A unique DDoS method that unfolded years ago is making waves in the Internet world. Dubbed as Mongol, the threat’s mechanism involves injecting fragments of junk code into legitimate Internet traffic to avoid detection.
Security firm Nexusguard which captured Mongol’s activity in its report indicates that DDoS attacks are leaning on ISPs to meet their malicious gains. Ultimately, Mongol’s idea is to conduct an attack once enough IP addresses are infected.
ISPs under danger
Juniman Kasman, CTO for Nexusguard opines that Mongol can bring out large scale attacks by leveraging ISPs without even knowing them.
“Perpetrators are using smaller, bit-and-piece methods to inject junk into legitimate traffic, causing attacks to bypass detection rather than sounding alarms with large, obvious attack spikes. Diffused traffic can cause communications service providers to easily miss large-scale DDoS attacks in the making.” Kasman told ThreatPost.

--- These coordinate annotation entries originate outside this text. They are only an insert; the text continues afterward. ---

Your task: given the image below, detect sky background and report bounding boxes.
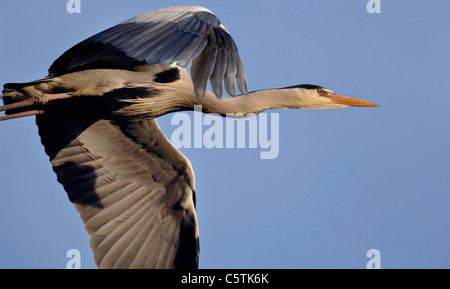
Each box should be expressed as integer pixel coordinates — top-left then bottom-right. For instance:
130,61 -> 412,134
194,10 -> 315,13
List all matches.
0,0 -> 450,268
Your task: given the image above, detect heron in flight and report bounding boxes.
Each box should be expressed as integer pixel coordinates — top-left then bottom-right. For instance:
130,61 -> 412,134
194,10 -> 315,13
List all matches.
0,6 -> 378,268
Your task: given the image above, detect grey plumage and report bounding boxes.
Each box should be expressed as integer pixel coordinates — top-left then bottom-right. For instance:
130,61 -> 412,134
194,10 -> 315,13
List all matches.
49,6 -> 247,98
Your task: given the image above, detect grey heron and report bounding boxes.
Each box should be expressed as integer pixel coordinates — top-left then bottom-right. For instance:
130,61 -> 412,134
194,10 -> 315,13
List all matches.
0,6 -> 378,268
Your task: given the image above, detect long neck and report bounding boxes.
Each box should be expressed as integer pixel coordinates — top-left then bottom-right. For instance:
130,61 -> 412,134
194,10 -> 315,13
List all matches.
193,89 -> 299,116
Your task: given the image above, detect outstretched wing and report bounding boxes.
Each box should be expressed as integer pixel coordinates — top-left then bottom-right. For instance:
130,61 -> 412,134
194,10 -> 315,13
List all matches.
37,111 -> 199,268
49,6 -> 247,98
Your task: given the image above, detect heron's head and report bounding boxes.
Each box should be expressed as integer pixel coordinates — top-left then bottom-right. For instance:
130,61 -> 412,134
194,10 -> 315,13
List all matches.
285,84 -> 379,108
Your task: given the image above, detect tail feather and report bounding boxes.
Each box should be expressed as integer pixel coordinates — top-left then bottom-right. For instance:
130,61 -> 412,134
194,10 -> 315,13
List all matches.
1,78 -> 51,105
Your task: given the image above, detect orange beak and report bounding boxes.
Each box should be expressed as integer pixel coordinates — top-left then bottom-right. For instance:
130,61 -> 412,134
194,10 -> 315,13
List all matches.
327,93 -> 379,106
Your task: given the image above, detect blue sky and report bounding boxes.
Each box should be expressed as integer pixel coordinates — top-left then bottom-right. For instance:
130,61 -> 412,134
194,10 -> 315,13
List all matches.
0,0 -> 450,268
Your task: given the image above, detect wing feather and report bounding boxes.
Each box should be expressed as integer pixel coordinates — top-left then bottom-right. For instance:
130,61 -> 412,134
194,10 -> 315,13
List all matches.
49,6 -> 247,98
37,111 -> 199,268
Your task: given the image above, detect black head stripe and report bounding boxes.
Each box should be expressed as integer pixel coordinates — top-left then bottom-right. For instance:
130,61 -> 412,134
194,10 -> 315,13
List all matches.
282,84 -> 324,89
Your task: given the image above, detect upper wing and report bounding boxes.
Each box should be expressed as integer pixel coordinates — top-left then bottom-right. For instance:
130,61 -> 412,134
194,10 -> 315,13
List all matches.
37,111 -> 199,268
49,6 -> 247,98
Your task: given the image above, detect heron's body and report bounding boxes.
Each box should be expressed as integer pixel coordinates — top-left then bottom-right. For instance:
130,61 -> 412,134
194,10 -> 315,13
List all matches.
0,7 -> 377,268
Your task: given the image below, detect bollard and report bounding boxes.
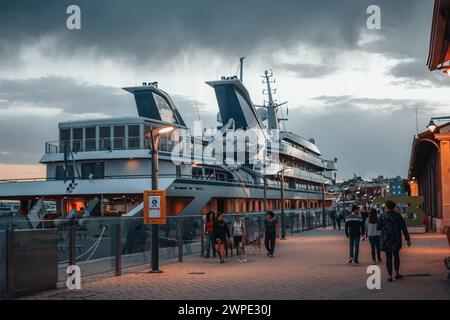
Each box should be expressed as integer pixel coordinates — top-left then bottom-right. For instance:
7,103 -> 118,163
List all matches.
116,218 -> 122,277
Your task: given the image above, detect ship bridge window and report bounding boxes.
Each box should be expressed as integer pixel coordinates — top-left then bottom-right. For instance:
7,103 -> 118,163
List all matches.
113,126 -> 125,150
81,162 -> 105,179
128,125 -> 140,149
153,92 -> 175,123
100,127 -> 111,150
72,128 -> 83,152
59,129 -> 70,152
85,127 -> 97,151
192,167 -> 203,178
55,165 -> 75,180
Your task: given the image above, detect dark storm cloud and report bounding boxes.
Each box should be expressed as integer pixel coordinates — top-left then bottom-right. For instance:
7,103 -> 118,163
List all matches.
311,95 -> 432,114
288,96 -> 438,178
0,76 -> 205,116
274,63 -> 338,79
0,76 -> 135,116
0,0 -> 433,63
389,60 -> 448,87
0,76 -> 211,163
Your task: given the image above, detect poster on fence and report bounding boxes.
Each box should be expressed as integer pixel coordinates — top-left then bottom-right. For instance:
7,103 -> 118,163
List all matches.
144,190 -> 166,224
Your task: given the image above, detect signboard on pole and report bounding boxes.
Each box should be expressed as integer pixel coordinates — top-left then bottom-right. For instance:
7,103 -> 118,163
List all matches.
144,190 -> 166,224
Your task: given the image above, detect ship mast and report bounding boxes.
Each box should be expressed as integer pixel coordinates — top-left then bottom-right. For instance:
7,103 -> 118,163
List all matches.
262,70 -> 287,130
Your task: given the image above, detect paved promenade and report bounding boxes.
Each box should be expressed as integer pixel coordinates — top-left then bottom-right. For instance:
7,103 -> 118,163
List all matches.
22,229 -> 450,300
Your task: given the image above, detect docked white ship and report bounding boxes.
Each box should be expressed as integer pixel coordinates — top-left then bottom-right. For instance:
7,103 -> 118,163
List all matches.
0,72 -> 336,219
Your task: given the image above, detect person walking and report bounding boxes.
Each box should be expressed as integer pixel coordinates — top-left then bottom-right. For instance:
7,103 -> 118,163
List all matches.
377,200 -> 411,282
214,213 -> 230,263
263,211 -> 278,258
231,214 -> 246,256
345,206 -> 364,264
366,208 -> 381,264
205,211 -> 216,259
330,210 -> 336,230
361,206 -> 369,241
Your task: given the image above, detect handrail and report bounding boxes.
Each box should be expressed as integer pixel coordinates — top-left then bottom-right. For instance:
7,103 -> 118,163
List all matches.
0,174 -> 326,192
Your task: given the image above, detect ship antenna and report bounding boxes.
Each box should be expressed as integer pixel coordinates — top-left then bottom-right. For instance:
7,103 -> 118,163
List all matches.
261,70 -> 287,130
239,57 -> 245,83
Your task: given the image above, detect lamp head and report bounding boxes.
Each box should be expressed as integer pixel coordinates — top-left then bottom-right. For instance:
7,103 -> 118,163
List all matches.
428,119 -> 437,133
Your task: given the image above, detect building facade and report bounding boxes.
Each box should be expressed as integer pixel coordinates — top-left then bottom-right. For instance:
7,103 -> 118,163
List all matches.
409,123 -> 450,231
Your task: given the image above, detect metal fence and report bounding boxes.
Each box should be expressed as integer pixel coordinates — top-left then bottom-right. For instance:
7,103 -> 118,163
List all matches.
0,209 -> 331,281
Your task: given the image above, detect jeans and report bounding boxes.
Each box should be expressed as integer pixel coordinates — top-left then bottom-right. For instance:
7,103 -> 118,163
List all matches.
385,250 -> 400,276
205,233 -> 216,257
350,235 -> 360,261
369,236 -> 381,261
264,234 -> 276,255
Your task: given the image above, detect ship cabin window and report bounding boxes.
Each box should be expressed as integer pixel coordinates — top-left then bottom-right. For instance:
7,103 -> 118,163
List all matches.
59,129 -> 70,152
55,165 -> 75,180
72,128 -> 83,152
216,172 -> 227,181
84,127 -> 97,151
100,127 -> 111,150
205,168 -> 215,180
59,129 -> 70,143
113,126 -> 125,150
192,167 -> 203,179
128,125 -> 140,149
81,162 -> 105,179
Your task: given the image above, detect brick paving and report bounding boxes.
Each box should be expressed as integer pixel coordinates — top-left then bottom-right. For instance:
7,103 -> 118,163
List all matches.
25,229 -> 450,300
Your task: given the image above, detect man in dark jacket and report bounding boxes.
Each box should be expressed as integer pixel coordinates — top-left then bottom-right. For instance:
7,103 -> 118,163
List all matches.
214,213 -> 230,263
377,200 -> 411,282
361,206 -> 369,241
345,206 -> 364,264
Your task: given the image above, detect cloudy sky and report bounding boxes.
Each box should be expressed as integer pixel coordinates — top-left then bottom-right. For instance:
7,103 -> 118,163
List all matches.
0,0 -> 450,178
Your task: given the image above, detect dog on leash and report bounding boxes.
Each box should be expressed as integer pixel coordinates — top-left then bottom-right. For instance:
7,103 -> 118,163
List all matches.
225,239 -> 233,257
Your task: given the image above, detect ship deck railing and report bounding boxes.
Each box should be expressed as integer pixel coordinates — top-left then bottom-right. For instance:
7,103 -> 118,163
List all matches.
0,174 -> 321,192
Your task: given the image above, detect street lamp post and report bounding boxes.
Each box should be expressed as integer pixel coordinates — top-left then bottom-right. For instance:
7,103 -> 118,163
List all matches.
427,116 -> 450,133
280,169 -> 286,240
322,181 -> 330,228
342,188 -> 348,219
145,126 -> 174,273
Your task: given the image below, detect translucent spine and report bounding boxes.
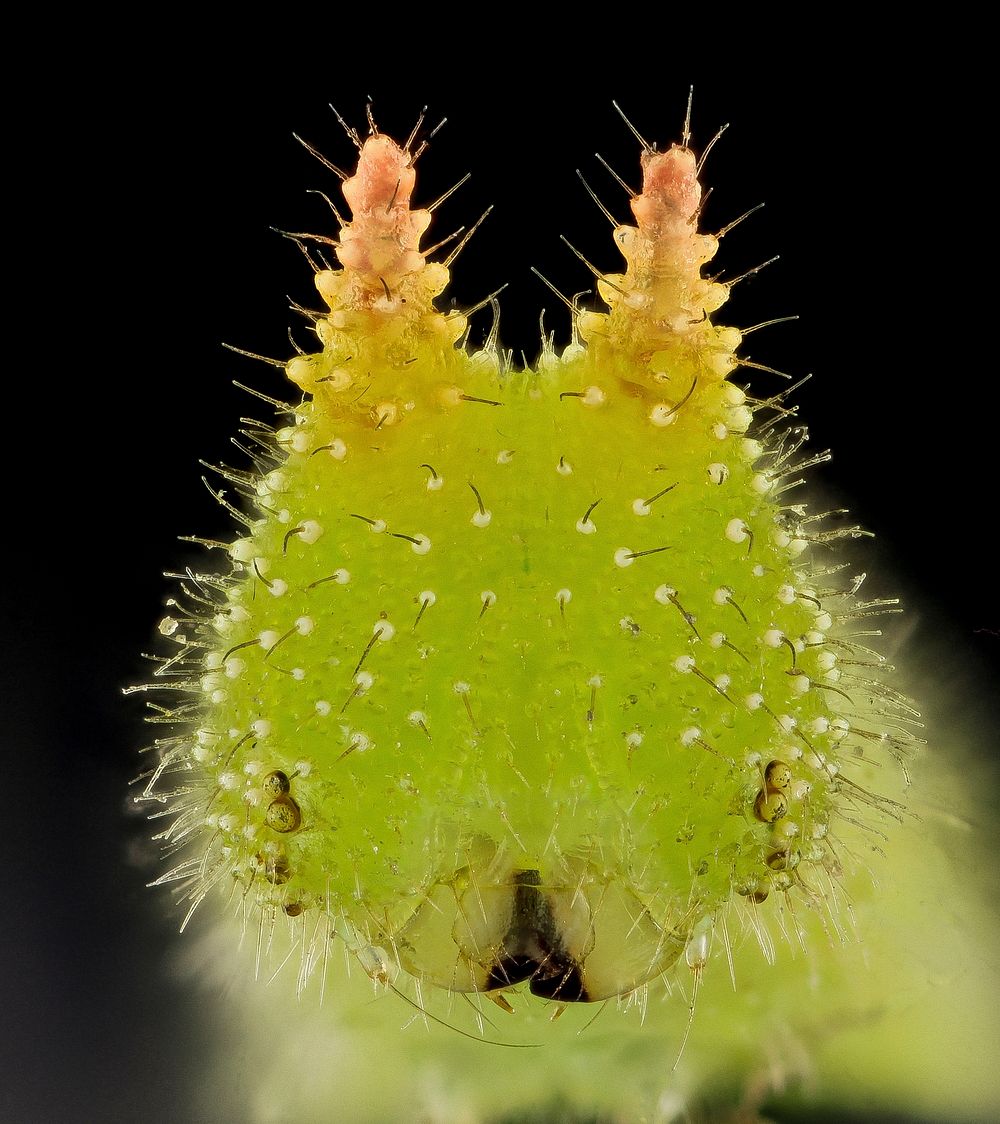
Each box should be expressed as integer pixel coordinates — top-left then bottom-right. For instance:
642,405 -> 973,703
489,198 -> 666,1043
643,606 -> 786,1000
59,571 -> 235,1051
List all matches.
578,144 -> 740,389
287,135 -> 466,418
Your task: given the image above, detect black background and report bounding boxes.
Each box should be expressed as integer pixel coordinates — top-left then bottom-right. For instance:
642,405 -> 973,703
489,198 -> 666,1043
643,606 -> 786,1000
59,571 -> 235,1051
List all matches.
9,35 -> 1000,1121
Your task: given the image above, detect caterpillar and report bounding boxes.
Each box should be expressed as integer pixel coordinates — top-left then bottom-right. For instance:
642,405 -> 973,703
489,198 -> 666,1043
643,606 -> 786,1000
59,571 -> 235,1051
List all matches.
132,101 -> 997,1120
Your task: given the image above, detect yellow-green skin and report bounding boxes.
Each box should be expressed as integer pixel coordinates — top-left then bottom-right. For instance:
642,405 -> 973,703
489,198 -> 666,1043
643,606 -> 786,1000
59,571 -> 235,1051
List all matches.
138,129 -> 934,1118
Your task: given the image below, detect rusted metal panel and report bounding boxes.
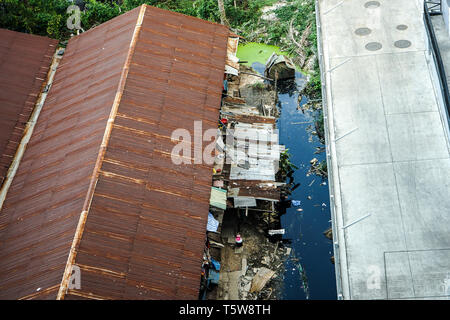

These ‘bit-and-piece’ attacks circumvent the ISP’s defense by depending on methods such as black-holing, which disables access for legit Internet services. Furthermore, the attackers rely on publicly available open domain name system (DNS) since they can be filled with traffic to start an attack.
An extensive recon
Nexusguard also mentioned that Mongol-like methods collect extensive information on networks out there and target IP addresses that are vulnerable.
“In the past, attackers tended to zero in on a small number of high-traffic IPs to cause congestion. This sophisticated tactic leads us to believe that such intelligence might be coming from insiders with knowledge of those IP prefixes that are most vulnerable to DDoS attacks.” said the report. As a result, ISPs face trouble when it comes to mitigating threats like Mongol.